Far infrared saunas used in Japan have heating elements made from metal or ceramic to produce energy that is like natural sunlight. The electromagnetic radiation warms your body directly, not by warming the air in the room. Your core body temperature is raised by this infrared heat that penetrates into your tissue and causes sweating.

Studies have documented the benefits of regular far infrared sauna, including relaxation, decreased depression, and improved pain tolerance, as well as protection against cardiovascular disease, certain skin and lung issues, and dementia.

Studies have not yet revealed sufficient evidence to determine whether any health differences exist between Finnish-style and infrared sauna use.

Body’s response to sauna

Like exercise, sauna use increases cardiac output and pumps more oxygen-rich blood through the muscles and to the skin as your body temperature increases. As body temperature rises, more blood is sent to active skeletal muscles and the skin. From a cellular perspective, studies suggest that regular sauna use may decrease blood pressure by decreasing stiffness in the arteries, dilating the blood vessels and lowering blood pressure and the overall workload on the heart.

There is also some evidence that on a molecular level there may be some changes in lipid levels, which may lower cholesterol as well. High blood pressure can cause damage to the brain structure and decrease circulation to the brain, leading to loss of cognitive ability. If there is a decrease in circulation to the brain, there may be impairment in your ability to remove certain proteins (such as c-reactive proteins) that accumulate with inflammation, resulting in the onset and progression of neuromuscular and neurocognitive disorders such as Parkinson's disease and Alzheimer’s and other dementias.

What do studies show?

Much of the research focuses on data from men in Eastern Finland as part of a study that is ongoing and examines risk factors for heart disease. Observational studies of this data indicates that there are links between the dry heat Finnish style of sauna bathing and lower inflammation and cardiovascular issues.

However, the studies have not been able to definitively make this connection. Short periods of intense heat stress your heart in ways that strengthen the cardiovascular system with consistent sauna use. The heat makes your heart rate increase as if you were exercising, and increases circulation to cool your body.

Studies have not been conclusive whether sauna use is as effective in improving overall cardiovascular status as exercise.

Adverse effects

Sauna use is not without potential adverse effects, including:

  • Inability to tolerate the heat
  • Decreased blood pressure
  • Dizziness
  • Leg muscle pain
  • Irritation to the airways
  • Claustrophobia
  • Burns
  • Dehydration

You should get clearance from your doctor before you engage in regular sauna use due to the increase in heart rate that results.

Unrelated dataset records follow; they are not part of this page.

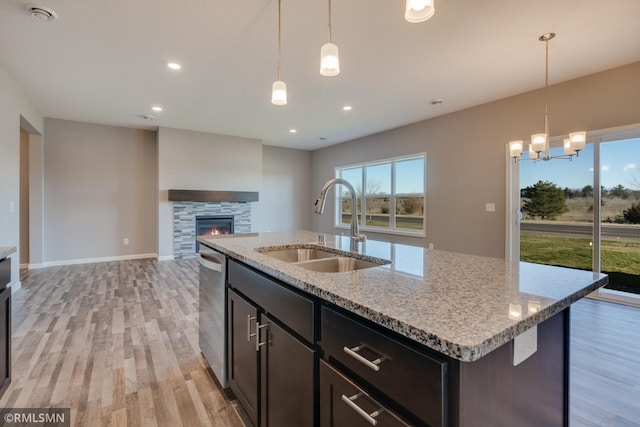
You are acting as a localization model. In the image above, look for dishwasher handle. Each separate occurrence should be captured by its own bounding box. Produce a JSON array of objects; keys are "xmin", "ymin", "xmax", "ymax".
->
[{"xmin": 199, "ymin": 253, "xmax": 224, "ymax": 272}]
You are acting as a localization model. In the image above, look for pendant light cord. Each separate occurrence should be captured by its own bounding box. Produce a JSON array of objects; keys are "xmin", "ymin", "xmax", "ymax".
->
[
  {"xmin": 277, "ymin": 0, "xmax": 282, "ymax": 80},
  {"xmin": 327, "ymin": 0, "xmax": 332, "ymax": 43},
  {"xmin": 544, "ymin": 37, "xmax": 549, "ymax": 138}
]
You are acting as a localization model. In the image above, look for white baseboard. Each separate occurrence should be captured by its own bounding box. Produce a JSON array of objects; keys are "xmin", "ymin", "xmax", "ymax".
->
[
  {"xmin": 34, "ymin": 253, "xmax": 159, "ymax": 268},
  {"xmin": 157, "ymin": 255, "xmax": 175, "ymax": 261},
  {"xmin": 28, "ymin": 263, "xmax": 45, "ymax": 270},
  {"xmin": 19, "ymin": 263, "xmax": 29, "ymax": 270}
]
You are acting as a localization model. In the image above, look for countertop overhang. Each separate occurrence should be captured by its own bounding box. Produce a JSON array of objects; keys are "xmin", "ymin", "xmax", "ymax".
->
[
  {"xmin": 0, "ymin": 247, "xmax": 16, "ymax": 259},
  {"xmin": 198, "ymin": 231, "xmax": 607, "ymax": 362}
]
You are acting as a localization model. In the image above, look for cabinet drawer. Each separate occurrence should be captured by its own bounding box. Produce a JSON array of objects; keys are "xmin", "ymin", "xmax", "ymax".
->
[
  {"xmin": 320, "ymin": 360, "xmax": 411, "ymax": 427},
  {"xmin": 0, "ymin": 258, "xmax": 9, "ymax": 289},
  {"xmin": 321, "ymin": 306, "xmax": 447, "ymax": 427},
  {"xmin": 228, "ymin": 260, "xmax": 315, "ymax": 343}
]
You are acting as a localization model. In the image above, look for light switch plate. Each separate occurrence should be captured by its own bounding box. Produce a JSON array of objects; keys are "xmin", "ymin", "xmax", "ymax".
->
[
  {"xmin": 513, "ymin": 326, "xmax": 537, "ymax": 366},
  {"xmin": 486, "ymin": 202, "xmax": 496, "ymax": 212}
]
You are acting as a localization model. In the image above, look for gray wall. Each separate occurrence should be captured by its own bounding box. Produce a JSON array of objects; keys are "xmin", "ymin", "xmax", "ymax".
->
[
  {"xmin": 261, "ymin": 146, "xmax": 312, "ymax": 232},
  {"xmin": 0, "ymin": 64, "xmax": 43, "ymax": 286},
  {"xmin": 43, "ymin": 119, "xmax": 157, "ymax": 262},
  {"xmin": 312, "ymin": 61, "xmax": 640, "ymax": 258},
  {"xmin": 157, "ymin": 127, "xmax": 262, "ymax": 258}
]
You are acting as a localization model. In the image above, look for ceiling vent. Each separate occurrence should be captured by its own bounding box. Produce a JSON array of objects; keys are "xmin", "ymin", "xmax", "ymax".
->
[{"xmin": 26, "ymin": 4, "xmax": 58, "ymax": 22}]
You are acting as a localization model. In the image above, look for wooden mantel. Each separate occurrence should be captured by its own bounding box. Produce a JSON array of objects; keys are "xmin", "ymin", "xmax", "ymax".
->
[{"xmin": 168, "ymin": 189, "xmax": 259, "ymax": 203}]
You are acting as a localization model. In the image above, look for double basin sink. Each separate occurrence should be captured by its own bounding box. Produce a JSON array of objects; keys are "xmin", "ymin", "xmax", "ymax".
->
[{"xmin": 256, "ymin": 245, "xmax": 390, "ymax": 273}]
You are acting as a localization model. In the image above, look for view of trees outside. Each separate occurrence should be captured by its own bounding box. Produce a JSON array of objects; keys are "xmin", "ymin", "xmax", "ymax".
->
[
  {"xmin": 337, "ymin": 156, "xmax": 425, "ymax": 233},
  {"xmin": 520, "ymin": 139, "xmax": 640, "ymax": 295}
]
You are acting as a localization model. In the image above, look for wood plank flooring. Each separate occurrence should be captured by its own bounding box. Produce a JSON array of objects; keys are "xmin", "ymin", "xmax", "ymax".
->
[
  {"xmin": 1, "ymin": 259, "xmax": 639, "ymax": 426},
  {"xmin": 570, "ymin": 298, "xmax": 640, "ymax": 426},
  {"xmin": 0, "ymin": 259, "xmax": 243, "ymax": 427}
]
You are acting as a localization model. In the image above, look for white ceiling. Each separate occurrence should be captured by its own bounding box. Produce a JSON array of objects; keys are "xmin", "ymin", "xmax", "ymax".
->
[{"xmin": 1, "ymin": 0, "xmax": 640, "ymax": 150}]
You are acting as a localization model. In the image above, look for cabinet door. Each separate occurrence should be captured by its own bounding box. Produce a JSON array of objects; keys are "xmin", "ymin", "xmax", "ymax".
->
[
  {"xmin": 320, "ymin": 360, "xmax": 411, "ymax": 427},
  {"xmin": 260, "ymin": 314, "xmax": 315, "ymax": 427},
  {"xmin": 0, "ymin": 287, "xmax": 10, "ymax": 397},
  {"xmin": 228, "ymin": 290, "xmax": 259, "ymax": 426}
]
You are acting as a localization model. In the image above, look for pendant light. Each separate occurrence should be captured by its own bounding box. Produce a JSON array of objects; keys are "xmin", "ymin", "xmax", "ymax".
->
[
  {"xmin": 405, "ymin": 0, "xmax": 435, "ymax": 23},
  {"xmin": 508, "ymin": 33, "xmax": 586, "ymax": 162},
  {"xmin": 271, "ymin": 0, "xmax": 287, "ymax": 105},
  {"xmin": 320, "ymin": 0, "xmax": 340, "ymax": 76}
]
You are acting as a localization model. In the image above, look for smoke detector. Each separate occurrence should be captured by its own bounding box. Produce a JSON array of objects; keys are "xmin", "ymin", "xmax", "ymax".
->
[{"xmin": 25, "ymin": 4, "xmax": 58, "ymax": 22}]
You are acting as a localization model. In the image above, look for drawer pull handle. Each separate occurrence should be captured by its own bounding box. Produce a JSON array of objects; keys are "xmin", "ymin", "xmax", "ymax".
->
[
  {"xmin": 255, "ymin": 322, "xmax": 269, "ymax": 352},
  {"xmin": 341, "ymin": 393, "xmax": 384, "ymax": 425},
  {"xmin": 247, "ymin": 315, "xmax": 256, "ymax": 342},
  {"xmin": 343, "ymin": 345, "xmax": 386, "ymax": 371}
]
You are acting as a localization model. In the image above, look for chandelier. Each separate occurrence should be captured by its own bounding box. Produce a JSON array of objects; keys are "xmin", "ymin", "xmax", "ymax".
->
[{"xmin": 508, "ymin": 33, "xmax": 586, "ymax": 162}]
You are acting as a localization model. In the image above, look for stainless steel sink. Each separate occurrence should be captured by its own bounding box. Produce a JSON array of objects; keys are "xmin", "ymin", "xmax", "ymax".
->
[
  {"xmin": 256, "ymin": 245, "xmax": 390, "ymax": 273},
  {"xmin": 295, "ymin": 257, "xmax": 383, "ymax": 273},
  {"xmin": 258, "ymin": 247, "xmax": 338, "ymax": 262}
]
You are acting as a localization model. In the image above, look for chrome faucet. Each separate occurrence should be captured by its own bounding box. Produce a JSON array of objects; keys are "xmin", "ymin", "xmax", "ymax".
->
[{"xmin": 314, "ymin": 178, "xmax": 366, "ymax": 250}]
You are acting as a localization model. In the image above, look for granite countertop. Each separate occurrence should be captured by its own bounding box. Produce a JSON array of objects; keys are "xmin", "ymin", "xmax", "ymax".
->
[
  {"xmin": 0, "ymin": 247, "xmax": 16, "ymax": 259},
  {"xmin": 199, "ymin": 231, "xmax": 607, "ymax": 362}
]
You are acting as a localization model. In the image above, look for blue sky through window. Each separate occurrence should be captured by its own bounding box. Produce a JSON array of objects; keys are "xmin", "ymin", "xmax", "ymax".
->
[{"xmin": 520, "ymin": 138, "xmax": 640, "ymax": 190}]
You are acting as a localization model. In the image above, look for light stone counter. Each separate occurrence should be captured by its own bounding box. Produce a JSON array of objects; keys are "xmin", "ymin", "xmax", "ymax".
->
[
  {"xmin": 0, "ymin": 247, "xmax": 16, "ymax": 259},
  {"xmin": 199, "ymin": 230, "xmax": 607, "ymax": 362}
]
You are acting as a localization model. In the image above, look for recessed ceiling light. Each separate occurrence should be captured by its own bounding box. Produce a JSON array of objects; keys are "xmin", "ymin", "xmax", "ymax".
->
[
  {"xmin": 342, "ymin": 106, "xmax": 352, "ymax": 111},
  {"xmin": 289, "ymin": 129, "xmax": 297, "ymax": 134},
  {"xmin": 167, "ymin": 62, "xmax": 182, "ymax": 70},
  {"xmin": 151, "ymin": 106, "xmax": 163, "ymax": 112},
  {"xmin": 26, "ymin": 4, "xmax": 58, "ymax": 21}
]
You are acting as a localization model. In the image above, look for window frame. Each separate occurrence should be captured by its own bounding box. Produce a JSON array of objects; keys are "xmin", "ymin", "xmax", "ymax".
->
[{"xmin": 334, "ymin": 153, "xmax": 426, "ymax": 237}]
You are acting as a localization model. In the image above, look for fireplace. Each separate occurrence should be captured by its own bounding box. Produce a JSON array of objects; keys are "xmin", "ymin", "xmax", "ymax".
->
[{"xmin": 196, "ymin": 215, "xmax": 234, "ymax": 252}]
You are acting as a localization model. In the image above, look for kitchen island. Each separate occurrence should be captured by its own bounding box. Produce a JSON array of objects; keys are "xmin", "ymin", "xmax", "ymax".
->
[{"xmin": 198, "ymin": 231, "xmax": 607, "ymax": 426}]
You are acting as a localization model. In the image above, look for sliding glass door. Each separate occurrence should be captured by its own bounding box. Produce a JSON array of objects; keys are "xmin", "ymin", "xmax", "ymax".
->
[
  {"xmin": 519, "ymin": 144, "xmax": 594, "ymax": 277},
  {"xmin": 598, "ymin": 138, "xmax": 640, "ymax": 298},
  {"xmin": 509, "ymin": 127, "xmax": 640, "ymax": 303}
]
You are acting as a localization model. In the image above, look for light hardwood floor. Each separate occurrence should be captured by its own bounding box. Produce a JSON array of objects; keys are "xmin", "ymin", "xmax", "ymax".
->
[
  {"xmin": 0, "ymin": 259, "xmax": 243, "ymax": 427},
  {"xmin": 1, "ymin": 259, "xmax": 639, "ymax": 426}
]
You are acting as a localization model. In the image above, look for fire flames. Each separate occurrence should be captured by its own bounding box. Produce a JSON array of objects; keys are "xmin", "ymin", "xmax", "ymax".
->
[{"xmin": 205, "ymin": 228, "xmax": 229, "ymax": 236}]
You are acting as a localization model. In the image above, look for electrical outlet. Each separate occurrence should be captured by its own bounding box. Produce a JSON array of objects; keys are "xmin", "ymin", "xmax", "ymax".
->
[
  {"xmin": 486, "ymin": 202, "xmax": 496, "ymax": 212},
  {"xmin": 513, "ymin": 326, "xmax": 537, "ymax": 366},
  {"xmin": 428, "ymin": 243, "xmax": 434, "ymax": 250},
  {"xmin": 123, "ymin": 238, "xmax": 129, "ymax": 245}
]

Other individuals that should get medical clearance before using saunas are those who have low blood pressure or kidney disease or are taking medication that lowers the blood pressure, like diuretics or antihypertensives.

Safe sauna use

In order to safely benefit from the regular use of dry heat or far infrared saunas, you should consult with your doctor if you are elderly or have risk factors related to your blood pressure, heart rhythm, neuromuscular disease, are pregnant, or under age 18. You should hydrate before and after using the sauna.

Alcohol use should be avoided during sauna therapy, as it can lead to dehydration and a drop in blood pressure. It is recommended that you work up to a 20 or 30-minute session by doing 5 to 10 minutes the first few times you use the sauna.

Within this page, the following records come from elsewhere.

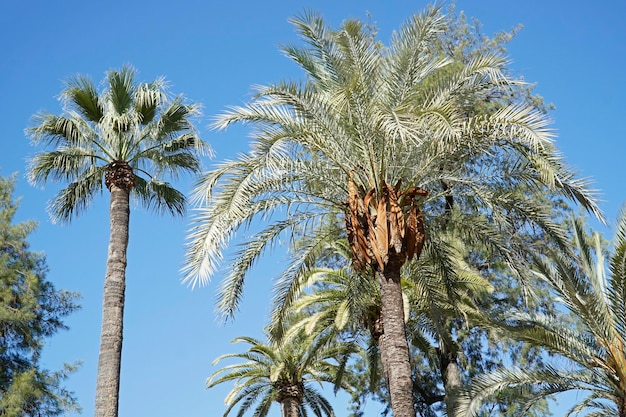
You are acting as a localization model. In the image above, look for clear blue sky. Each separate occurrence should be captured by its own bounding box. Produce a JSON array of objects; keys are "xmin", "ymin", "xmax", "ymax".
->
[{"xmin": 1, "ymin": 1, "xmax": 625, "ymax": 416}]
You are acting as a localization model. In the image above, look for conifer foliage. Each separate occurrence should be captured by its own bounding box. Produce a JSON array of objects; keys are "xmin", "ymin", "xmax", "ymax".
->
[{"xmin": 0, "ymin": 174, "xmax": 80, "ymax": 416}]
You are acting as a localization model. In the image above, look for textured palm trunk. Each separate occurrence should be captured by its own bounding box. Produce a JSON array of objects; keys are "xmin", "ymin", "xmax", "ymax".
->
[
  {"xmin": 368, "ymin": 313, "xmax": 389, "ymax": 389},
  {"xmin": 437, "ymin": 185, "xmax": 462, "ymax": 416},
  {"xmin": 94, "ymin": 185, "xmax": 130, "ymax": 417},
  {"xmin": 438, "ymin": 343, "xmax": 462, "ymax": 417},
  {"xmin": 377, "ymin": 257, "xmax": 416, "ymax": 417},
  {"xmin": 619, "ymin": 394, "xmax": 626, "ymax": 417},
  {"xmin": 280, "ymin": 397, "xmax": 300, "ymax": 417}
]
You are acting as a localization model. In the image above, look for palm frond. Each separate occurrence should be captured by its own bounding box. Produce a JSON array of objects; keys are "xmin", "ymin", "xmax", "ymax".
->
[
  {"xmin": 457, "ymin": 365, "xmax": 580, "ymax": 417},
  {"xmin": 609, "ymin": 208, "xmax": 626, "ymax": 337},
  {"xmin": 154, "ymin": 98, "xmax": 201, "ymax": 140},
  {"xmin": 134, "ymin": 78, "xmax": 165, "ymax": 125},
  {"xmin": 385, "ymin": 5, "xmax": 448, "ymax": 106},
  {"xmin": 27, "ymin": 147, "xmax": 102, "ymax": 186},
  {"xmin": 47, "ymin": 165, "xmax": 106, "ymax": 223},
  {"xmin": 132, "ymin": 177, "xmax": 186, "ymax": 217},
  {"xmin": 27, "ymin": 113, "xmax": 96, "ymax": 148},
  {"xmin": 284, "ymin": 10, "xmax": 342, "ymax": 86},
  {"xmin": 62, "ymin": 75, "xmax": 104, "ymax": 123},
  {"xmin": 107, "ymin": 65, "xmax": 136, "ymax": 115}
]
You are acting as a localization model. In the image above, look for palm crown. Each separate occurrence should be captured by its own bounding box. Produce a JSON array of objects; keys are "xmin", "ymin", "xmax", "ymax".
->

Additional clinical studies are needed with respect to the long-term effects of regular sauna use. Further information is also needed on the geroscience of how the sauna affects the cardiovascular, immune, and neuromuscular systems at the cellular and molecular levels. Once this information is available, your doctor can determine how to prescribe sauna therapy to help improve your overall health and lifespan.